For many of us who go on a Paleo diet, binging on grains leaves us feeling horrible the next day. I wonder, then, why did early humans adopt this food in the first place?
I understand that after the agricultural revolution, a growing and dense population demanded a calorically-dense and plentiful food. However, this wasn't a problem before the agricultural revolution.
Many Paleos describe the Paleolithic Era as a time of plenty - people were healthy and free and game animals were everywhere. If they're right then humans had no reason begin cultivating grains. Any thoughts?
I think this is a great question (+1). I will take a slightly different route from the other good answers already posted
Chris Masterjohn has just written an article for WAPF which somewhat touches upon this. Check it out - http://www.westonaprice.org/blogs/cmasterjohn/2011/06/12/understanding-weston-price-on-primitive-wisdom-ancient-doesnt-cut-it/
Here is another related (older) article from Peter at Hyperlipid regarding the Kitavins. Population growth limited by available resources, yet continued maintenance of a healthy population - go figure! http://high-fat-nutrition.blogspot.com/2007/06/living-on-isolated-island-of-kitava.html
Also, I think as has been discussed here, fecundity vs optimal health are two related, but clearly distinct, topics. 10,000 years later we are still reproducing. Epigenetics will perhaps have the last say.
There are lots of reasons. An important one is this: Grain allows storage of food over months or years and relatively higher concentrations of people under one central ruler or religious ideology. That means that grain-based civilizations can conquer and expand into areas previously inhabited by hunter-gatherers. Eventually, the HGs are pushed out or assimilated.
Grains (particularly gluten containing grains) stimulate the opiate receptors. So we started eating grains because they made us high. And they were so addictive that we started agriculture so that we could always have them.
I watch a lot of bad TV (it's a way for me to relax after thinking hard all day at work - so don't judge me), two shows that I used to watch were A&E's "Intervention", and MTV's (I think) "Dr. Drew's Celebrity Rehab". It's interesting to watch them because they deal with both sides of the drug addiction - trying to convince someone they have a problem and need rehab, and then watching the rehab process. After watching a number of these shows you can easily see a pattern of behavior in addicts. What's really interesting is that is see these same patterns in people when both trying to convince them to give up grains and then what happens to them as they're going through withdrawal. It's eerie how similar it is to drug addiction.
They store well.
I was thinking about this earlier - a lot of the things that store well aren't very good for us. Someone mentioning peanut butter elsewhere started the thought. It seems like most of the things that are best for us are highly perishable! Quite a conundrum.
Well, there's a couple assumptions here that don't necessarily pan out. 1) That everyone feels like crap the day after eating grains (I don't for example) and 2) That game animals were plenty during paleolithic times.
Speaking to the game animals, yes there were tons around. Doesn't mean they were easy to hunt, nor that there were tons around during the deep winter. Grains don't run away from you, and you can store them for the lean times.
The paleolithic era may have been an era of plenty, but for how long?
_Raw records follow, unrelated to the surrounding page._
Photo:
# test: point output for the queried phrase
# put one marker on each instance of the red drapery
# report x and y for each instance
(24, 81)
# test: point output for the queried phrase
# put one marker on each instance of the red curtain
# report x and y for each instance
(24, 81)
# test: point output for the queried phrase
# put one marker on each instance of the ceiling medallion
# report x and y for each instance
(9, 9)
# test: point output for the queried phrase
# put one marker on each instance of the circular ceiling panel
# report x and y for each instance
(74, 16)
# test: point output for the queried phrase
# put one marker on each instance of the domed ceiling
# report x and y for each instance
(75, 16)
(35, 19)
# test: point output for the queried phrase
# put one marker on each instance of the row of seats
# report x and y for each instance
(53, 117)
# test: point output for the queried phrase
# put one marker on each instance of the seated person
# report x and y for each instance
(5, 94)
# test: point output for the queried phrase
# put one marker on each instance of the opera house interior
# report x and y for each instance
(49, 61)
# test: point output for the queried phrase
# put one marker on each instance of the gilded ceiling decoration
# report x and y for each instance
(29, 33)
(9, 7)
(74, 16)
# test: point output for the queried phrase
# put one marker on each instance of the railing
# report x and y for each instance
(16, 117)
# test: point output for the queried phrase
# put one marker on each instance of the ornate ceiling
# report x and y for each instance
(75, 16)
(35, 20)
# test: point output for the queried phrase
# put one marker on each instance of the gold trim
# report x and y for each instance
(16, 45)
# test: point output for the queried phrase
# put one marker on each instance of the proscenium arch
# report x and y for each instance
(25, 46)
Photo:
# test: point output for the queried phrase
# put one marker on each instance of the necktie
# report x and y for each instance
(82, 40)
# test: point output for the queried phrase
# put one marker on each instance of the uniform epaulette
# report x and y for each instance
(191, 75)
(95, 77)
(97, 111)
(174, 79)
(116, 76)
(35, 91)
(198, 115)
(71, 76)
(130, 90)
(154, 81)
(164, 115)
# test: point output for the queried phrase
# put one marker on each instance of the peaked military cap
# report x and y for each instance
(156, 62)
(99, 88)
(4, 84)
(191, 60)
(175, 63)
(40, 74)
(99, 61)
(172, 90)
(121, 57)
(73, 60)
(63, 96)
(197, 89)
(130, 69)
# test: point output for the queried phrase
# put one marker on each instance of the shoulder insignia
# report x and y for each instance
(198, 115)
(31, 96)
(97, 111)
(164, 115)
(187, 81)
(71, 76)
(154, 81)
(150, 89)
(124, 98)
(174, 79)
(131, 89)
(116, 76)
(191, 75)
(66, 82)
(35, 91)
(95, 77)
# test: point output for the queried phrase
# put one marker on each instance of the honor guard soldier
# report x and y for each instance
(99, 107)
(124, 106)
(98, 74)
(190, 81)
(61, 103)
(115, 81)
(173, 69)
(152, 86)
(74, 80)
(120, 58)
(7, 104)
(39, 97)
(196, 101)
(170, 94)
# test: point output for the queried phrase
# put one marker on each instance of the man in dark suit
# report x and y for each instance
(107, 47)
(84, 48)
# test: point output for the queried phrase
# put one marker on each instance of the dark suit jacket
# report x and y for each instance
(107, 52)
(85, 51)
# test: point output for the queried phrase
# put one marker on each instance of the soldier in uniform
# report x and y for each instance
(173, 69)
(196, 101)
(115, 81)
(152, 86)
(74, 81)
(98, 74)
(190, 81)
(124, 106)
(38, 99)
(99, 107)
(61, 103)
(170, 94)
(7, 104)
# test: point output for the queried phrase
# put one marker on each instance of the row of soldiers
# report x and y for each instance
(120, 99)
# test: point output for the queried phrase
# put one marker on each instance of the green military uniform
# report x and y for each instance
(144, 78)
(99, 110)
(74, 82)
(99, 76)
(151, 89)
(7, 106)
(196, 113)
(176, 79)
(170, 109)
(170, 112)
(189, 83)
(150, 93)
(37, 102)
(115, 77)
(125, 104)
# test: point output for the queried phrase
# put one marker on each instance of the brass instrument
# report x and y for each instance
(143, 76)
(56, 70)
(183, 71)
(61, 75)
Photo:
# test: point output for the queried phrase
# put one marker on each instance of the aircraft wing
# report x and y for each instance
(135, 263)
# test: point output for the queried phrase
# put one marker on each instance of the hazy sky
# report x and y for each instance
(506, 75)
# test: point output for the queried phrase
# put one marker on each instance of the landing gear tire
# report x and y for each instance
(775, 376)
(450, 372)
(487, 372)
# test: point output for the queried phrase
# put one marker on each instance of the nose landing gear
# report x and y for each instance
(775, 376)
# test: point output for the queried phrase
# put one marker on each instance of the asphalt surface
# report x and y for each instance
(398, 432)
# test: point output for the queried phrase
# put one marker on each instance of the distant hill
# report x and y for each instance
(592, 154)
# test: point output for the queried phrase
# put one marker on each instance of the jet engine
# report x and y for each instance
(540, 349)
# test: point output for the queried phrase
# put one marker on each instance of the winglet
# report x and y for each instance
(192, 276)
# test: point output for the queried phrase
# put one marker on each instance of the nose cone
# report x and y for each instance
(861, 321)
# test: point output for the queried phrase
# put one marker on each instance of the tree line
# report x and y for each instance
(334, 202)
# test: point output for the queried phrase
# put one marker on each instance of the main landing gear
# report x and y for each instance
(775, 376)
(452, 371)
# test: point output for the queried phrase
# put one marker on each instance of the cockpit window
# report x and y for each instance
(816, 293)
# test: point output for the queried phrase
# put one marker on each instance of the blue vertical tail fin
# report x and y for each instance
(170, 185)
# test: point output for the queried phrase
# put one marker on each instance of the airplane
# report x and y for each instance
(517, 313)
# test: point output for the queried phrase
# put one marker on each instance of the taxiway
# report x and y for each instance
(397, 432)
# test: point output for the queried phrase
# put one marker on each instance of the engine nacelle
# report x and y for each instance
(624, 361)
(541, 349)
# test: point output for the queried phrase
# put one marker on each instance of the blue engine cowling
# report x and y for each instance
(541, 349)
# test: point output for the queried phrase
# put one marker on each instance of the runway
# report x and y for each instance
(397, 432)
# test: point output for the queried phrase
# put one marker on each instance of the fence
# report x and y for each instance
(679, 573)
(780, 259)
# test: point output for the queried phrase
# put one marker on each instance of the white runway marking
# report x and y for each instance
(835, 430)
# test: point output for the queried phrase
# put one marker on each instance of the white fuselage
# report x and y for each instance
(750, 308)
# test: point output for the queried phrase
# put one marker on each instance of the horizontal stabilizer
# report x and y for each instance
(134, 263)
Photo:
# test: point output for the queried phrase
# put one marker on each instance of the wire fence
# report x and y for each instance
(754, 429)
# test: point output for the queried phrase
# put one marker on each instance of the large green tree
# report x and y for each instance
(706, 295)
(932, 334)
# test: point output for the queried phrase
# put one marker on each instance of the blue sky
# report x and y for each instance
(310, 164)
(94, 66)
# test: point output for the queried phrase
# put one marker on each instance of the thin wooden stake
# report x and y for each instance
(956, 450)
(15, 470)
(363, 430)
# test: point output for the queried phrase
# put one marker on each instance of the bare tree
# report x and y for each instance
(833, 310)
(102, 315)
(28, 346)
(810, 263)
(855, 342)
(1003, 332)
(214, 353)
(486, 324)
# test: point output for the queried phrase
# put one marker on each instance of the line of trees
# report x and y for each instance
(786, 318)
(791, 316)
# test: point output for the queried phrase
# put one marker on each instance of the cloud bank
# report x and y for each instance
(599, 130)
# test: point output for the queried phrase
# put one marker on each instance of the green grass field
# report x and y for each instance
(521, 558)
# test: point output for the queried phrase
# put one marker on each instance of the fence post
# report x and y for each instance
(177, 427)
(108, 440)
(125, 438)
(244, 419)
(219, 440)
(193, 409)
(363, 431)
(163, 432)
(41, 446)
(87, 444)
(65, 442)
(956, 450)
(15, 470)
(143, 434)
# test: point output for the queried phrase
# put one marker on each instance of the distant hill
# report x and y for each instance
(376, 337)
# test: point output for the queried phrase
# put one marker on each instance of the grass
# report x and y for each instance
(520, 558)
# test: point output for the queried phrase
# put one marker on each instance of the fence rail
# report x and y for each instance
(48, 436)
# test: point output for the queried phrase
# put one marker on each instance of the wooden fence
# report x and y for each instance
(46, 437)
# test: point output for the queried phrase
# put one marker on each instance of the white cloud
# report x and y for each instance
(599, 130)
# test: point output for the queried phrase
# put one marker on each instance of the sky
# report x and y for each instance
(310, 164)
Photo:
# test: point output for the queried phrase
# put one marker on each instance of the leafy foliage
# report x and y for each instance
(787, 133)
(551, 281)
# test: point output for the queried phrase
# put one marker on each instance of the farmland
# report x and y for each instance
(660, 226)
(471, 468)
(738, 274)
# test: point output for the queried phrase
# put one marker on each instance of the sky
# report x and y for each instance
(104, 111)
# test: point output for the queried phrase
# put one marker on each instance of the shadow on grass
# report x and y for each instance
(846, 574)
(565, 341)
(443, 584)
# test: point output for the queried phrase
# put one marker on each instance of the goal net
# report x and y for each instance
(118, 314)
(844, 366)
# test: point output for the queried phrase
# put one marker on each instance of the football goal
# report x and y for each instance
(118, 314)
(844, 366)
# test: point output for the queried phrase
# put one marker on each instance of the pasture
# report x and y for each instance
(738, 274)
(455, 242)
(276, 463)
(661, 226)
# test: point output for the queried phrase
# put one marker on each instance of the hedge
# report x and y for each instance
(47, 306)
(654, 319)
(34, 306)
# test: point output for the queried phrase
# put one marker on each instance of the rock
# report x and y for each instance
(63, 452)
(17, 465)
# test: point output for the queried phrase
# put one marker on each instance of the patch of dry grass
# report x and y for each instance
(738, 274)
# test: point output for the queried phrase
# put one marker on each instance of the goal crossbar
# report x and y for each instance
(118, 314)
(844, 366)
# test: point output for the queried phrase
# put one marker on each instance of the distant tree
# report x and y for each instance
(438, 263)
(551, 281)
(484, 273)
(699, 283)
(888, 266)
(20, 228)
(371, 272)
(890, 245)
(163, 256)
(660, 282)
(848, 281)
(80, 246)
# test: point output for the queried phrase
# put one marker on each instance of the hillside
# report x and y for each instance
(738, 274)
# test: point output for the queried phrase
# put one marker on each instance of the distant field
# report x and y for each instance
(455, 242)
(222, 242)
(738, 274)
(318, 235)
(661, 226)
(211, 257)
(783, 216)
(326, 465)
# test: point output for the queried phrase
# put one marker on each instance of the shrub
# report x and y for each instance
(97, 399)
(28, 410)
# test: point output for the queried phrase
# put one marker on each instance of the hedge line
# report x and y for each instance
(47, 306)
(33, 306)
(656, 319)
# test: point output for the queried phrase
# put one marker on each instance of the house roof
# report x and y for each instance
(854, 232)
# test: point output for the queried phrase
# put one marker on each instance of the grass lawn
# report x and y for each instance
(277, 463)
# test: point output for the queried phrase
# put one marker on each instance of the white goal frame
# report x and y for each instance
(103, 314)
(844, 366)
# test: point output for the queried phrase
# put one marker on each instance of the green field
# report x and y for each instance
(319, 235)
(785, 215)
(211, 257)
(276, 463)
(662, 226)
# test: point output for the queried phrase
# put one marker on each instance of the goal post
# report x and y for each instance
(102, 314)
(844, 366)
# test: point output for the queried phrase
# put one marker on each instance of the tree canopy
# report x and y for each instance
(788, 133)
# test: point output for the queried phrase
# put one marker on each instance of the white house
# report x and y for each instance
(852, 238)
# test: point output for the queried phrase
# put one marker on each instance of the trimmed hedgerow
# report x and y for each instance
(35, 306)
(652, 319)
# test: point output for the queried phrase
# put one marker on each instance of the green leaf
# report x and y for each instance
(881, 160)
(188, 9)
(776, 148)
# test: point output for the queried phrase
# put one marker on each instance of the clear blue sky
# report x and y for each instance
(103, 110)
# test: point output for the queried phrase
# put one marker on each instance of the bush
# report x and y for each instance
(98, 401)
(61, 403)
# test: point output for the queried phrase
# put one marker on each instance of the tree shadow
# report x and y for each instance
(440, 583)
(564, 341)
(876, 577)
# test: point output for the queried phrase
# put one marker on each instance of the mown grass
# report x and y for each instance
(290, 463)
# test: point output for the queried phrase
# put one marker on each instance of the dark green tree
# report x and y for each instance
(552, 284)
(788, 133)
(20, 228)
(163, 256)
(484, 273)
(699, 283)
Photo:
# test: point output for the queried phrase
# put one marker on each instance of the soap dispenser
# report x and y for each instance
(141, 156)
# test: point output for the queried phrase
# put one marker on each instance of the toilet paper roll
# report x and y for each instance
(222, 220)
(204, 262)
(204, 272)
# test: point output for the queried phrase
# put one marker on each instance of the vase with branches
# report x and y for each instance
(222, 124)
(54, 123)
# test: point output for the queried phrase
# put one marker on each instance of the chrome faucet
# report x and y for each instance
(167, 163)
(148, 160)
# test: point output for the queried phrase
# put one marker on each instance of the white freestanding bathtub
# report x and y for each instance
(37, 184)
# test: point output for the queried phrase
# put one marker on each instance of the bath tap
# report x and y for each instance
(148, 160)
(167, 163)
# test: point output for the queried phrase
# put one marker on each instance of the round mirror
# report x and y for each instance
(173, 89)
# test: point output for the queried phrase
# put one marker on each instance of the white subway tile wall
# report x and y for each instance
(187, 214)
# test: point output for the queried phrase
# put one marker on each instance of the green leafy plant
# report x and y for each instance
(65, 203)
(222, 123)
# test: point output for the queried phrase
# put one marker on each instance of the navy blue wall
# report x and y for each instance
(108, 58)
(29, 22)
As human populations expanded, we arguably hunted several large game animals to extinction, or near extinction. When those food sources were no longer adequate to sustain the population, we obviously had to look elsewhere.
We can argue today that we can manage livestock to some degree, such that our meat sources are sustainable. But how did paleolithic man manage sustainable agriculture, let alone sustainable hunting practices, without curbing population growth? They didn't.
I think the best way to answer this Q is to think about in terms of group competition - i.e., evolution on the level of group selection. The non-grain-eaters must stay in tribes of about 150 or less (see Robin Dunbar on where this number comes from). The grain-eaters, in contrast, are able to establish much larger groups, which also requires the development of more sophisticated forms of social organization (and perhaps the evolution of enhanced social cognition), which in turn will translate into more effective war capabilities. Thus when Group <150 faces the more organized and sophisticated Group >>150, the latter wins, and this keeps happening until the Group <150s are nearly wiped out wherever Group >>150s exist.
I found a pretty good article about the topic The Natural History of Wheat.
I suspect the reason would be directly related to the creation of stationary communities but that is based on my recall of old college classes in ancient societies.
People made whatever food they could in order to survive. Ancient people weren't worried about insulin response and irritable bowel syndrome, they were worried about survival. If they could figure out how to grow and/or harvest grains, they had a stable food supply.
There are a LOT of people in the world that eat grains every day and don't feel bad. I wouldn't assume that, because you feel bad when you eat them, that all human kind has had the same response.
Most cultures only became cultures because of a stable source of food that was based on grains. Wheat, barley, rice, corn, and other grains were all staples of many cultures. There are no examples (that I'm aware of) of hunter-gatherer cultures that developed significant technology, governance, etc. When you think of the great cultures of humankind such as the Babylonians, Mayans, etc. throughout history, they all had grains as a source of food.